Na de scheiding van mijn ouders (na een huwelijk van tien jaar) en het vertrek van mijn (Friese) vader, werd bij ons thuis het gas afgesloten. En twee jaar later ook de elektriciteit. Door de gasafsluiting kocht mijn moeder (Joegoslaaf in hart en nieren; naar NL gekomen als gastarbeider) een elektrische radiator en een elektrische straalkachel voor in de wintermaanden. Wat zij niet wist was dat die apparaten stroom vraten waardoor de energierekening omhoog schoot.
Hoofd koel houden
Zonder gas en elektriciteit was het in de wintermaanden bij ons thuis koud en donker.
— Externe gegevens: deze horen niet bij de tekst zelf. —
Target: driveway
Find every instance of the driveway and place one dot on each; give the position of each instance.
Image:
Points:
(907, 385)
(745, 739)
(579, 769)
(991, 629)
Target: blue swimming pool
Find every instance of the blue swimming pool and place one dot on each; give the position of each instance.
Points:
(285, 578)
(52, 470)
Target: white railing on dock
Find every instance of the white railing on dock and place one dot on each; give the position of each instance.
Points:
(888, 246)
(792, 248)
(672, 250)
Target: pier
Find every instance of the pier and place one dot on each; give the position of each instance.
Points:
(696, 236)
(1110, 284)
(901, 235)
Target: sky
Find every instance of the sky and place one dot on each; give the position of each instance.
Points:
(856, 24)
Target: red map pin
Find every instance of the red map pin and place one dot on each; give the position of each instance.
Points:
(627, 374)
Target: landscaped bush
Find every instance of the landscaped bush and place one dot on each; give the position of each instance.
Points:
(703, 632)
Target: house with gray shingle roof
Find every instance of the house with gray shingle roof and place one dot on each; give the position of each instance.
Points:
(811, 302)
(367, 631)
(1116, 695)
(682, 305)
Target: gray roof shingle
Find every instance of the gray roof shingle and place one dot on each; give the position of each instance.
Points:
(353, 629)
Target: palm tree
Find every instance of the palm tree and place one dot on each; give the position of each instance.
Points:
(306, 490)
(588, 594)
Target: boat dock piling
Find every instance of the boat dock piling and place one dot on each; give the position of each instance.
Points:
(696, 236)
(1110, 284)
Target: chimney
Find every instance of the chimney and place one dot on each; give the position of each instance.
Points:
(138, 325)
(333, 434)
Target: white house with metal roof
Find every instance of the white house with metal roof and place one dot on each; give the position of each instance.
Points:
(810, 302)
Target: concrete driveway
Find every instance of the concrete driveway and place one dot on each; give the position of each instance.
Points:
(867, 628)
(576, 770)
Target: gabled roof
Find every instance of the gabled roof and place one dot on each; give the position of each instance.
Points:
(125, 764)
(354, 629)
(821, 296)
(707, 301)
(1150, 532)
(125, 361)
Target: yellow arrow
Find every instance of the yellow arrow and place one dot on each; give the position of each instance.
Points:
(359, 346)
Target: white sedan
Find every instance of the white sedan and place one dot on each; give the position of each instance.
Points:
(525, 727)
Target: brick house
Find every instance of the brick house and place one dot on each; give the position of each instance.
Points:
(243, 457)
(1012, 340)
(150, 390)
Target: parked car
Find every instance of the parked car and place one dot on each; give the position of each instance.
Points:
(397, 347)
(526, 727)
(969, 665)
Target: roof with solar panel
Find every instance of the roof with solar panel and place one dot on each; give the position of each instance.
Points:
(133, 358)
Gedurende zes jaar was ons rijtjeshuis, in een doorlopende straat met aan weerszijden in totaal 15 eengezinswoningen, het enige niet verlichte huis. We leefden op beton. De vloerbedekking had mijn moeder eigenhandig uit alle kamers getrokken want de stofroller ter vervanging van onze stofzuiger werkte voor geen meter. Eten hadden we de eerste helft van de maand. De tweede helft kregen we hulp van een boer; van een bakker en van een snackbarmedewerkster. Andere mensen gooiden wekelijks in de avond eieren tegen onze voorramen. Met de boodschap dat die Joegoslaaf moest oprotten. Het leerde me al op jonge leeftijd veel over mensen. Over de mensen die dat deden en over de mensen die niets deden. Over de politie, die wekelijks bij ons over de vloer kwam. Om een kijkje te nemen. Niet om te helpen. Met hun herdershond strak aangelijnd die zijn tanden liet zien en bleef grommen. Een vorm van intimidatie als je het me nu vraagt. Gelukkig hield mijn moeder op zulke momenten het hoofd koel. Op andere momenten liet ze zich behoorlijk gaan, dat kunnen velen nog navertellen. Ik herinner me de trotse blik in mijn moeders ogen toen ze de agenten liet zien hoe wij leefden op de betonnen vloer met daarop de hardnekkige lijmresten van de vloerbedekking.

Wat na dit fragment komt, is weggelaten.